Biografie

Conrad Ferdinand Meyer

Der Schweizer Schriftsteller war einer der bedeutendsten Vertreter deutschsprachiger Balladendichter. Außerdem gilt Conrad Ferdinand Meyer mit seinen Dinggedichten als Vorreiter des Symbolismus. Meyer wurde bekannt mit seinem Versepos "Huttens letzte Tage". In seinen lyrischen Werken war der Dichter bestrebt, traditionelle Formen zu überschreiten. Die Balladenform diente ihm zur Objektivierung lyrischer Stoffe. Seine Novellistik mit ihrer Orientierung an der Renaissance bedeutete Conrad Ferdinand Meyer Abwendung von der zeitgenössischen bürgerlichen Gesellschaft, die er als Enge empfand...
Conrad Ferdinand Meyer wurde am 11. Oktober 1825 in Zürich als Sohn eines Regierungsrats geboren.

In dem wohlhabenden bürgerlichen Elternhaus begegnete Conrad Ferdinand Meyer schon früh den intellektuellen Ideen des Liberalismus. 1840 starb der Vater. Dieses frühe Todeserlebnis führte bei dem jungen Meyer zu einer anhaltenden Lebenskrise. Er geriet wegen seiner künstlerischen Interessen mit seiner Mutter in Auseinandersetzungen. Es folgte die Unterbrechung der gymnasialen Ausbildung und später die Unterbrechung des ungeliebten Jurastudiums. In den beiden Jahren 1843 und 1844 beschäftigte er sich bei dem Historiker Louis Vulliemin aus Lausanne mit Literatur und Geschichte.

Im Jahr 1852 veranlasste die Mutter Meyers Einlieferung in die bei Neuenburg gelegene Heilanstalt Préfragier wegen seiner Depressionen. 1954 wurde er gefestigt aus der Anstalt entlassen und kehrte nach Zürich zurück. Louis Vulliemin förderte Meyer und brachte ihn zum Geschichtsstudium und zu Übersetzungen. Im Jahr 1856 beging Meyers Mutter Selbstmord. Das Erbe versetzte ihn in wirtschaftliche Unabhängigkeit. In den Jahren von 1857 bis 1858 unternahm er mit seiner Schwester Reisen nach München, Paris, Rom, Florenz und Siena.

Dort interessierte sich Ferdinand Conrad Meyer besonders für die Kunst und Kultur aus den Epochen der Renaissance und Antike, aber auch den Werken spanischer und niederländischer Maler aus dem 16. und 17. Jahrhundert wandte er sich zu. Große Aufmerksamkeit widmete er dem Schaffen des italienischen Bildhauers, Malers, Baumeisters und Schriftstellers Michelangelo. Seine Erlebnisse und Einrücke von der Italienreise verarbeitete Meyer in dem Gedicht mit Titel "Der römische Brunnen" und einem Michelangelo-Zyklus.

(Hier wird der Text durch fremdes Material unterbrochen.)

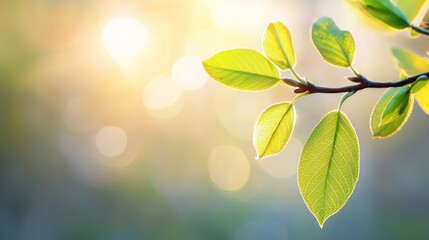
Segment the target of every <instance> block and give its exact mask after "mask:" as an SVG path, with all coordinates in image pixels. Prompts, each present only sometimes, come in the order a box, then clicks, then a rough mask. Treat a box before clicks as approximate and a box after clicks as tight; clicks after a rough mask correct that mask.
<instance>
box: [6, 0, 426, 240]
mask: <svg viewBox="0 0 429 240" xmlns="http://www.w3.org/2000/svg"><path fill="white" fill-rule="evenodd" d="M348 2H349V1H342V0H337V1H300V0H290V1H281V0H251V1H247V0H234V1H230V0H199V1H197V0H164V1H160V0H145V1H136V0H120V1H119V0H118V1H116V0H115V1H73V0H69V1H59V0H57V1H54V0H36V1H26V0H13V1H0V116H1V117H0V133H1V134H0V162H1V170H0V179H1V181H0V192H1V194H0V223H1V224H0V239H36V240H37V239H175V240H176V239H177V240H182V239H185V240H194V239H205V240H217V239H235V240H239V239H247V240H249V239H320V240H328V239H349V238H354V239H429V228H427V225H428V224H427V223H428V222H429V217H428V216H429V210H427V209H428V208H427V203H428V202H429V194H428V190H427V186H428V185H429V177H428V174H427V169H429V161H426V159H427V158H428V157H427V156H429V152H428V151H429V148H425V147H424V145H425V144H426V143H427V142H428V141H427V136H429V128H428V127H427V116H426V115H425V113H424V112H423V111H422V110H421V109H420V108H419V107H415V108H414V111H413V114H412V116H411V117H410V119H409V122H408V124H407V125H406V126H405V127H404V128H403V129H402V130H401V131H400V132H399V133H398V135H395V136H392V137H391V138H389V139H386V140H382V141H381V140H373V139H371V132H370V131H369V129H368V117H369V116H370V113H371V110H372V107H373V106H374V104H375V102H376V101H377V99H378V98H379V97H380V94H382V92H383V91H382V90H376V89H374V90H371V91H363V92H362V93H359V94H356V95H355V96H354V97H352V98H350V99H349V100H347V101H346V103H345V104H344V105H343V107H342V109H343V111H344V112H345V113H346V114H347V115H348V116H349V118H350V120H351V122H352V123H353V125H354V127H355V129H356V131H357V132H358V136H359V142H360V144H361V165H360V166H361V174H360V179H359V182H358V184H357V187H356V190H355V192H354V193H353V195H352V197H351V198H350V200H349V202H348V204H347V205H346V206H345V207H344V209H343V210H342V211H341V214H336V215H335V217H332V218H330V220H329V221H328V223H327V225H326V227H325V228H324V229H323V230H321V229H319V227H318V225H317V222H316V221H315V219H314V218H313V217H312V215H311V213H309V212H308V209H307V208H306V207H305V204H304V203H303V201H302V197H301V195H300V194H299V189H298V186H297V181H296V168H297V167H296V165H297V161H299V154H300V153H301V151H302V145H303V143H304V141H305V139H307V137H308V136H309V134H310V132H311V130H312V128H313V127H314V126H315V125H316V124H317V122H318V121H319V120H320V119H321V118H322V117H323V116H324V115H325V114H326V113H327V112H328V111H330V110H332V109H335V108H336V107H337V106H338V101H340V99H341V96H340V95H335V94H334V95H329V96H328V95H319V94H314V95H311V96H308V97H305V98H301V99H299V100H298V101H297V102H296V110H297V116H298V117H297V121H296V126H295V129H294V132H293V136H292V138H291V139H290V141H289V142H288V144H287V145H286V146H285V148H284V149H283V151H282V152H280V153H279V154H278V155H275V156H271V157H269V158H265V159H260V160H255V149H254V148H253V146H252V138H253V130H254V126H255V123H256V121H257V119H258V117H259V115H260V114H261V113H262V112H263V111H264V109H266V108H267V107H268V106H269V105H271V104H275V103H278V102H283V101H290V100H291V99H292V98H293V97H294V96H295V94H294V93H293V91H292V89H291V88H289V87H287V86H285V85H284V84H278V85H277V86H275V87H273V88H271V89H269V90H267V91H258V92H245V91H239V90H236V89H232V88H228V87H225V86H224V85H222V84H220V83H219V82H216V81H214V80H213V79H210V78H209V77H208V76H207V74H206V73H205V72H204V70H203V67H202V64H201V61H202V60H205V59H207V58H208V57H210V56H212V55H214V54H216V53H217V52H219V51H223V50H228V49H234V48H250V49H255V50H257V51H259V52H263V51H262V44H261V38H262V37H263V33H264V31H265V29H266V26H267V24H268V23H270V22H275V21H280V22H282V23H284V24H285V25H286V26H287V27H288V29H289V30H290V33H291V36H292V39H293V43H294V49H295V52H296V57H297V61H296V71H298V72H299V74H300V75H302V76H303V77H306V78H307V79H308V80H310V81H312V82H314V83H316V84H318V85H321V86H338V87H339V86H343V85H347V84H349V83H347V81H345V80H344V78H343V77H344V76H350V74H352V73H351V72H350V71H349V70H348V69H342V68H336V67H332V66H330V65H329V64H325V63H324V61H323V58H322V57H321V56H320V54H319V53H318V51H317V49H315V48H314V45H313V44H312V41H311V36H310V34H309V33H310V32H309V31H310V29H311V25H312V23H313V22H314V21H315V20H316V19H317V18H319V17H321V16H329V17H331V18H332V19H333V20H335V22H336V23H337V24H338V27H339V28H341V29H344V30H348V31H350V32H351V33H352V34H353V37H354V39H355V43H356V54H355V58H354V67H355V68H356V69H357V70H358V71H359V72H360V73H362V74H365V76H367V77H368V78H370V79H372V80H376V81H393V80H395V79H397V78H398V76H399V73H398V69H396V68H395V65H394V63H393V62H392V61H391V58H390V57H391V54H390V50H391V48H392V47H399V48H406V49H409V50H412V51H414V52H416V53H418V54H420V55H424V54H425V52H426V51H427V50H428V47H427V46H428V43H427V37H424V36H421V37H420V38H417V39H408V34H409V32H408V31H406V30H403V31H397V30H391V29H390V30H388V31H387V30H383V31H380V28H375V29H374V28H371V27H369V25H368V24H367V22H366V21H363V20H362V18H361V17H359V14H358V13H357V11H356V9H355V7H353V6H349V5H348V4H349V3H348ZM392 2H395V1H392ZM428 7H429V5H427V4H426V5H425V7H424V8H426V9H427V8H428ZM426 9H423V11H422V14H423V15H424V14H425V12H426ZM422 14H421V15H420V16H422ZM417 18H419V17H417ZM420 18H421V17H420ZM413 23H415V24H416V25H418V24H419V22H418V20H416V21H413ZM387 32H388V33H389V34H388V35H386V34H385V33H387ZM369 43H370V44H369ZM380 69H382V71H381V70H380ZM283 74H284V75H283ZM283 74H282V76H290V71H285V72H284V73H283ZM404 159H406V161H404ZM386 203H388V204H386ZM405 203H406V204H405ZM362 229H364V231H362ZM350 236H352V237H350Z"/></svg>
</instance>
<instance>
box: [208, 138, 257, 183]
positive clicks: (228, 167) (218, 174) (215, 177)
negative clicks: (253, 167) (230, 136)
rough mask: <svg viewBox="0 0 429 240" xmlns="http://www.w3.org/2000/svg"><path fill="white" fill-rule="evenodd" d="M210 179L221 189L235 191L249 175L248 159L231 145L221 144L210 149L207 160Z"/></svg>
mask: <svg viewBox="0 0 429 240" xmlns="http://www.w3.org/2000/svg"><path fill="white" fill-rule="evenodd" d="M208 170H209V175H210V179H211V180H212V181H213V183H214V184H216V185H217V186H218V187H220V188H221V189H223V190H226V191H237V190H240V189H241V188H242V187H244V186H245V185H246V183H247V181H248V179H249V176H250V166H249V160H248V159H247V157H246V155H244V153H243V152H242V151H241V150H240V149H238V148H236V147H233V146H227V145H221V146H218V147H216V148H214V149H213V150H212V152H211V153H210V156H209V160H208Z"/></svg>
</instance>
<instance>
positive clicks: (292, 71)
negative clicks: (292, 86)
mask: <svg viewBox="0 0 429 240" xmlns="http://www.w3.org/2000/svg"><path fill="white" fill-rule="evenodd" d="M290 71H291V72H292V74H293V75H294V76H295V78H296V79H297V80H298V81H300V82H301V83H302V84H304V85H307V80H305V79H304V78H302V77H301V76H299V74H298V73H297V72H296V71H295V70H294V69H293V68H292V67H291V68H290Z"/></svg>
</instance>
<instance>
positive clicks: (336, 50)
mask: <svg viewBox="0 0 429 240" xmlns="http://www.w3.org/2000/svg"><path fill="white" fill-rule="evenodd" d="M311 38H312V40H313V43H314V45H315V46H316V48H317V50H318V51H319V52H320V54H321V55H322V57H323V59H325V61H327V62H329V63H331V64H334V65H337V66H341V67H350V66H351V64H352V61H353V56H354V52H355V42H354V40H353V37H352V35H351V34H350V32H348V31H341V30H340V29H339V28H338V27H337V25H335V23H334V21H332V19H330V18H328V17H321V18H319V20H317V21H316V22H315V23H313V27H312V29H311Z"/></svg>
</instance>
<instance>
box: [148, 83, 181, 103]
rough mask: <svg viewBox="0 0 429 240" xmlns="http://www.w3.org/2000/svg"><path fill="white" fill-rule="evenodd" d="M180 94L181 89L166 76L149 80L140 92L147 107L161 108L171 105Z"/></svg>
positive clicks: (180, 91)
mask: <svg viewBox="0 0 429 240" xmlns="http://www.w3.org/2000/svg"><path fill="white" fill-rule="evenodd" d="M180 95H182V90H181V89H180V88H179V87H178V86H177V85H176V84H175V83H174V82H173V81H172V80H171V79H170V78H169V77H167V76H158V77H155V78H153V79H152V80H150V81H149V82H148V83H147V84H146V86H145V88H144V90H143V93H142V98H143V102H144V104H145V105H146V107H148V108H153V109H163V108H167V107H169V106H171V105H173V104H174V103H175V102H177V100H178V99H179V97H180Z"/></svg>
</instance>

Im Jahr 1864 erschien sein erster Gedichtband mit dem Titel "Zwanzig Balladen von einem Schweizer". 1872 wurde die Idylle mit dem Titel "Engelberg" ediert. Drei Jahre später, 1875, heiratete Meyer die Tochter eines wohlhabenden Offiziers, Luise Ziegler, mit der er die im Jahr 1879 geborene Tochter Camilla hatte. Zwei Jahre darauf siedelte er nach Kilchberg über. In dieser Zeit stellten sich erste literarische Erfolge ein. Seine beiden Novellen "Der Schuß von der Kanzel" und "Plautus im Nonnenkloster" wurden in dem Jahr 1877 beziehungsweise 1882 veröffentlicht.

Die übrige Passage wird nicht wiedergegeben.